Oil States enters into $350 million amended revolver due 2022

By Wendy Van Sickle

Columbus, Ohio, Jan. 30 – Oil States International, Inc. amended its revolving credit facility to provide for up to $350 million in borrowing capacity due Jan. 30, 2022, according to a press release.

There is an accordion feature providing for up to $150 million of additional capacity.

Borrowings will bear interest at Libor plus a margin ranging from 175 basis points to 300 bps, based on a ratio of the company’s total net funded debt to consolidated EBITDA.

There is also a quarterly fee on unused commitments of either 25 bps or 50 bps, depending on total net funded debt to consolidated EBITDA.

Oil States must maintain a minimum interest coverage ratio of at least 3 times, a maximum senior leverage ratio of 2.25 times and a total net leverage ratio of no more than 4 times through the quarter ending Dec. 31, 2018 and no more than 3.75 times thereafter.
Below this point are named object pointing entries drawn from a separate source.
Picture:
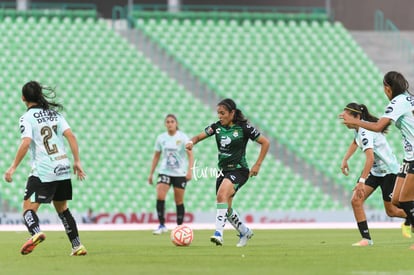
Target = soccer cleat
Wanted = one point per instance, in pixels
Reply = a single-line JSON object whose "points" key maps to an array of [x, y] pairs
{"points": [[161, 229], [79, 251], [406, 231], [364, 242], [244, 238], [217, 238], [31, 243]]}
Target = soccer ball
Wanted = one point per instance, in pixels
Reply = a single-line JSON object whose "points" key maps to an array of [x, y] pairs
{"points": [[182, 235]]}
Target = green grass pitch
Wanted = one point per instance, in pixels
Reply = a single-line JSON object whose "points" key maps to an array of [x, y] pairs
{"points": [[269, 252]]}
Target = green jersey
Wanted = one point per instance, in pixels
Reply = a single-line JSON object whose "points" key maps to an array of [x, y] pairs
{"points": [[231, 143]]}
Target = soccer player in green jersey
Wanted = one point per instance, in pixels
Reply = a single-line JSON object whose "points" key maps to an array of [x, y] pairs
{"points": [[42, 131], [399, 111], [232, 133]]}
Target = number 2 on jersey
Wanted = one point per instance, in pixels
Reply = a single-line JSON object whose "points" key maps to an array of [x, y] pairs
{"points": [[47, 134]]}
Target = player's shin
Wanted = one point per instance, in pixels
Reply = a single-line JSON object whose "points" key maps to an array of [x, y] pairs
{"points": [[235, 220]]}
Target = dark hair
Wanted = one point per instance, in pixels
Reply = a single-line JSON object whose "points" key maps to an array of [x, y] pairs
{"points": [[230, 105], [33, 92], [362, 110], [397, 82], [173, 117]]}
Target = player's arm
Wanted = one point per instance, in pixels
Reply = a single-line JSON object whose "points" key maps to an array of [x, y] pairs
{"points": [[351, 150], [369, 161], [264, 148], [196, 139], [73, 144], [378, 126], [155, 159], [21, 152], [190, 164]]}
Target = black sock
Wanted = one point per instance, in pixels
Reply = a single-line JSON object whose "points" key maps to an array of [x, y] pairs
{"points": [[408, 207], [363, 229], [180, 213], [31, 220], [161, 211], [70, 227]]}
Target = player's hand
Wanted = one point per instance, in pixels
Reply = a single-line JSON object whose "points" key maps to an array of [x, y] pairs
{"points": [[78, 171], [345, 168], [348, 119], [8, 176], [189, 176], [189, 145], [254, 171]]}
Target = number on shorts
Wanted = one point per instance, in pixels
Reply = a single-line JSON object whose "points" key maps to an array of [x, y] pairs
{"points": [[164, 178], [404, 168]]}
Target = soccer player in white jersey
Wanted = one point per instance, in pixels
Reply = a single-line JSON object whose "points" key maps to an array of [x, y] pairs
{"points": [[400, 111], [42, 130], [174, 170], [380, 169]]}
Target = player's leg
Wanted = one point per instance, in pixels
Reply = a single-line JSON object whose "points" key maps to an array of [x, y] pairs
{"points": [[62, 195], [225, 190], [406, 226], [357, 203], [392, 184], [406, 198], [179, 190], [33, 188], [162, 188]]}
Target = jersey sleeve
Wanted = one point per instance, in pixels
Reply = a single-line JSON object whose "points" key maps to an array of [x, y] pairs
{"points": [[185, 138], [396, 108], [367, 139], [25, 128], [63, 125], [211, 129], [251, 132], [157, 146]]}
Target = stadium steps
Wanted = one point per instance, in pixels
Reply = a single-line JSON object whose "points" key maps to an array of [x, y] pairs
{"points": [[115, 100], [181, 39]]}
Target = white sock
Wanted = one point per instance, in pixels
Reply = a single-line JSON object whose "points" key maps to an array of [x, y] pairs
{"points": [[236, 222], [221, 217]]}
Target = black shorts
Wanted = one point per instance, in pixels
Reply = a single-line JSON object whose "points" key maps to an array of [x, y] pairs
{"points": [[238, 177], [386, 183], [45, 192], [177, 182], [407, 167]]}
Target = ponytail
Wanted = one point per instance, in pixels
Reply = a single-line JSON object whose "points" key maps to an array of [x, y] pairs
{"points": [[230, 105], [33, 92], [360, 109]]}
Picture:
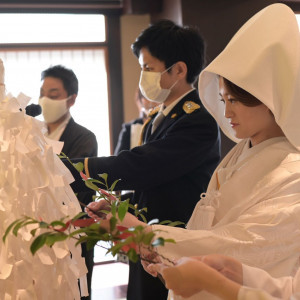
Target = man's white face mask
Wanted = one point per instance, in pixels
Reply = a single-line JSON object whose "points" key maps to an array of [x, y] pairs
{"points": [[53, 110], [150, 86]]}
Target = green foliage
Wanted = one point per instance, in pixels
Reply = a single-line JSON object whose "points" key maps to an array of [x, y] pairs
{"points": [[119, 239]]}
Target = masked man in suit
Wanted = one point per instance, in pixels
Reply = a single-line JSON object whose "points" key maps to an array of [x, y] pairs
{"points": [[58, 93], [179, 147]]}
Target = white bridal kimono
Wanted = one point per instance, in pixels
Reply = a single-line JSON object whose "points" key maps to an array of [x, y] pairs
{"points": [[251, 210], [252, 216], [267, 287]]}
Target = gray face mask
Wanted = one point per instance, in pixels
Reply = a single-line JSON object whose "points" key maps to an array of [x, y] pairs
{"points": [[53, 110]]}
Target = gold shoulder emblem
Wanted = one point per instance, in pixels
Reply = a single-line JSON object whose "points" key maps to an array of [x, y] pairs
{"points": [[154, 111], [190, 106]]}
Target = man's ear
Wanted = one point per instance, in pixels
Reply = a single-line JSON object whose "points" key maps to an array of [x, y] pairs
{"points": [[71, 101], [180, 70]]}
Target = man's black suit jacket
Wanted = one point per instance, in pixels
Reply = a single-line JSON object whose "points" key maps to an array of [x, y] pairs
{"points": [[125, 136], [81, 142], [168, 174]]}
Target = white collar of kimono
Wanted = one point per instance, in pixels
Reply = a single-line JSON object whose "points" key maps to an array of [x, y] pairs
{"points": [[263, 58]]}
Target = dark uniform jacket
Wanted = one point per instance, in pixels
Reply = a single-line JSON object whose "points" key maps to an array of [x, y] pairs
{"points": [[81, 142], [168, 173], [125, 136]]}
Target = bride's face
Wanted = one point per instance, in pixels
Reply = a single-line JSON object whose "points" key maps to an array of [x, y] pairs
{"points": [[254, 122]]}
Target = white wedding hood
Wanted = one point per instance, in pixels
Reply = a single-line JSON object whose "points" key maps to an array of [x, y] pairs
{"points": [[263, 58]]}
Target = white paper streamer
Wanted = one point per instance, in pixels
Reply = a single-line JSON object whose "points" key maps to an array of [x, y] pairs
{"points": [[34, 182]]}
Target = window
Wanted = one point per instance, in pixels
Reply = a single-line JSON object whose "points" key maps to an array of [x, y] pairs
{"points": [[23, 66]]}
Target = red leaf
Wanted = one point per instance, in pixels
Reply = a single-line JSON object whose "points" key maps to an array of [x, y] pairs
{"points": [[110, 197], [83, 176], [83, 222], [64, 228]]}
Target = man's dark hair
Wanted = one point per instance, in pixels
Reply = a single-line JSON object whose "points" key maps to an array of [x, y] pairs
{"points": [[171, 43], [67, 76]]}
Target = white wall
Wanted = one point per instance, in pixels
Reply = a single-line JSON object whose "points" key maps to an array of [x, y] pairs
{"points": [[131, 27]]}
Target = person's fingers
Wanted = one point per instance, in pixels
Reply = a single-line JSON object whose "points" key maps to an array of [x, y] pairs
{"points": [[156, 268]]}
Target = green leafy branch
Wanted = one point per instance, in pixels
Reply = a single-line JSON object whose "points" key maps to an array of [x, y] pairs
{"points": [[120, 239]]}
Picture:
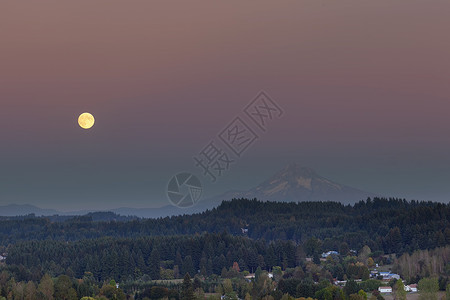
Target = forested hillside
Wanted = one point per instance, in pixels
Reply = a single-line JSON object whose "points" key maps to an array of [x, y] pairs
{"points": [[82, 255], [391, 226]]}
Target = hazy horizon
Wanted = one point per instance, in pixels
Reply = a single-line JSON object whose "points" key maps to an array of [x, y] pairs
{"points": [[363, 86]]}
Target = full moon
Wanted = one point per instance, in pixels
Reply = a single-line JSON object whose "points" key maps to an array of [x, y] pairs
{"points": [[86, 120]]}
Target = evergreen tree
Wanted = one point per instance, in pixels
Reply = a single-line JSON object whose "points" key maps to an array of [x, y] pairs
{"points": [[187, 291]]}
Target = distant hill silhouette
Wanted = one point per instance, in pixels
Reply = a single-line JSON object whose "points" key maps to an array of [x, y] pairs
{"points": [[293, 183]]}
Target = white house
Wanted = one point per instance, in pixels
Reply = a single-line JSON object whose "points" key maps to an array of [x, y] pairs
{"points": [[389, 275], [385, 289], [326, 254]]}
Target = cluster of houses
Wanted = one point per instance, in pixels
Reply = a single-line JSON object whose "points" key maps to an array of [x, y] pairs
{"points": [[388, 289], [387, 276]]}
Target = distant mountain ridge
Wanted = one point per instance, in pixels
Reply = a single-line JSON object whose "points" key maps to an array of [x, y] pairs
{"points": [[296, 183], [293, 183]]}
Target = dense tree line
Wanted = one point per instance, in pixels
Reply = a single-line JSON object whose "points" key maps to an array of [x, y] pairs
{"points": [[387, 225], [157, 257]]}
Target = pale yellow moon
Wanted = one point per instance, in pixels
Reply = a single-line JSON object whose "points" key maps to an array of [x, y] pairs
{"points": [[86, 120]]}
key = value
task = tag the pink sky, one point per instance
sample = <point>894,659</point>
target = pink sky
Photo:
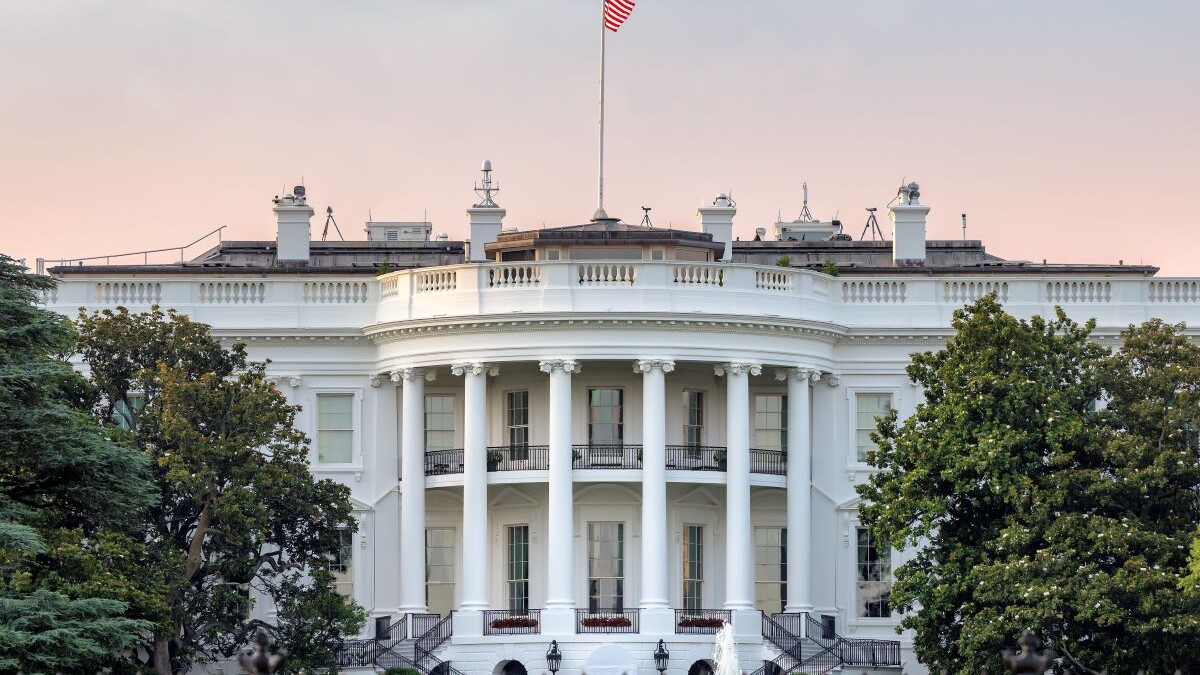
<point>1066,130</point>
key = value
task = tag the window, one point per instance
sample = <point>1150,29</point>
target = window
<point>693,567</point>
<point>874,577</point>
<point>335,428</point>
<point>516,419</point>
<point>342,563</point>
<point>693,418</point>
<point>868,408</point>
<point>771,568</point>
<point>606,567</point>
<point>771,422</point>
<point>605,420</point>
<point>125,412</point>
<point>438,422</point>
<point>519,568</point>
<point>439,569</point>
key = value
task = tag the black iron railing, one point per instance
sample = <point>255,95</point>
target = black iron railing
<point>505,622</point>
<point>519,458</point>
<point>441,463</point>
<point>696,458</point>
<point>611,621</point>
<point>701,621</point>
<point>768,461</point>
<point>606,457</point>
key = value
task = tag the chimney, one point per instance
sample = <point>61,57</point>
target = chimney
<point>909,227</point>
<point>292,237</point>
<point>486,217</point>
<point>718,221</point>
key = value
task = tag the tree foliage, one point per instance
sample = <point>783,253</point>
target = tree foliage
<point>1031,508</point>
<point>238,507</point>
<point>71,496</point>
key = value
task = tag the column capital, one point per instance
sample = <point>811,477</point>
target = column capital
<point>565,365</point>
<point>799,372</point>
<point>475,368</point>
<point>737,369</point>
<point>646,365</point>
<point>412,374</point>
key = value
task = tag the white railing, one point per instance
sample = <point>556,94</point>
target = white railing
<point>874,291</point>
<point>607,274</point>
<point>697,274</point>
<point>129,292</point>
<point>514,275</point>
<point>963,292</point>
<point>232,292</point>
<point>430,281</point>
<point>1079,291</point>
<point>1174,291</point>
<point>335,292</point>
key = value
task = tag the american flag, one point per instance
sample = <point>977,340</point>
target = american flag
<point>616,12</point>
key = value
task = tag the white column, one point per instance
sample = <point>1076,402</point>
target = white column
<point>387,512</point>
<point>799,487</point>
<point>654,483</point>
<point>412,496</point>
<point>474,493</point>
<point>738,541</point>
<point>561,523</point>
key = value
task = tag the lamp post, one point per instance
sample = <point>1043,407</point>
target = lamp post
<point>661,656</point>
<point>553,657</point>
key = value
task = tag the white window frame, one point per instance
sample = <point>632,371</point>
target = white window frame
<point>355,464</point>
<point>852,393</point>
<point>849,572</point>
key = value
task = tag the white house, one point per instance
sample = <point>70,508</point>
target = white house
<point>607,435</point>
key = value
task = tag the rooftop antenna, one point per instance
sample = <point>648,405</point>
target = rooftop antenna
<point>486,189</point>
<point>329,219</point>
<point>805,214</point>
<point>873,226</point>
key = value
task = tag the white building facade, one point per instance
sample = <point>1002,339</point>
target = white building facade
<point>609,444</point>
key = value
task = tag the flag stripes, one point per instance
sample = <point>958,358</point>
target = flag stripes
<point>616,12</point>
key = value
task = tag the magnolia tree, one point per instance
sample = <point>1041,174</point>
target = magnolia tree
<point>1045,483</point>
<point>238,508</point>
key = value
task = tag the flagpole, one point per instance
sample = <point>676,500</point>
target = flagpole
<point>600,213</point>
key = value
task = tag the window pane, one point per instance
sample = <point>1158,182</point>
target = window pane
<point>868,408</point>
<point>335,428</point>
<point>873,575</point>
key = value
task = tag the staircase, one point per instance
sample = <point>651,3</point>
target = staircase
<point>395,650</point>
<point>799,638</point>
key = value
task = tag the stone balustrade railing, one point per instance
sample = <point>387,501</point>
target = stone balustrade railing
<point>687,290</point>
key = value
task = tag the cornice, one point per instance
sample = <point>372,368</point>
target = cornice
<point>601,321</point>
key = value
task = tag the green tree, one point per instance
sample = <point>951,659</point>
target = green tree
<point>71,495</point>
<point>239,507</point>
<point>1029,508</point>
The company announced in an 8-K filing with the Securities and Exchange Commission last week that it is eyeing using the amended revolver to fund a potential $85 million acquisition of a business that would complement one of its existing business lines. Oil States said it was in active negotiations regarding the acquisition, but had not reached an agreement on definitive terms.

The amendment was entered into contemporaneously with the company’s closing of an offering of $200 million 1.5% convertible senior notes due 2023.

Oil States is a diversified oilfield services company based in Houston.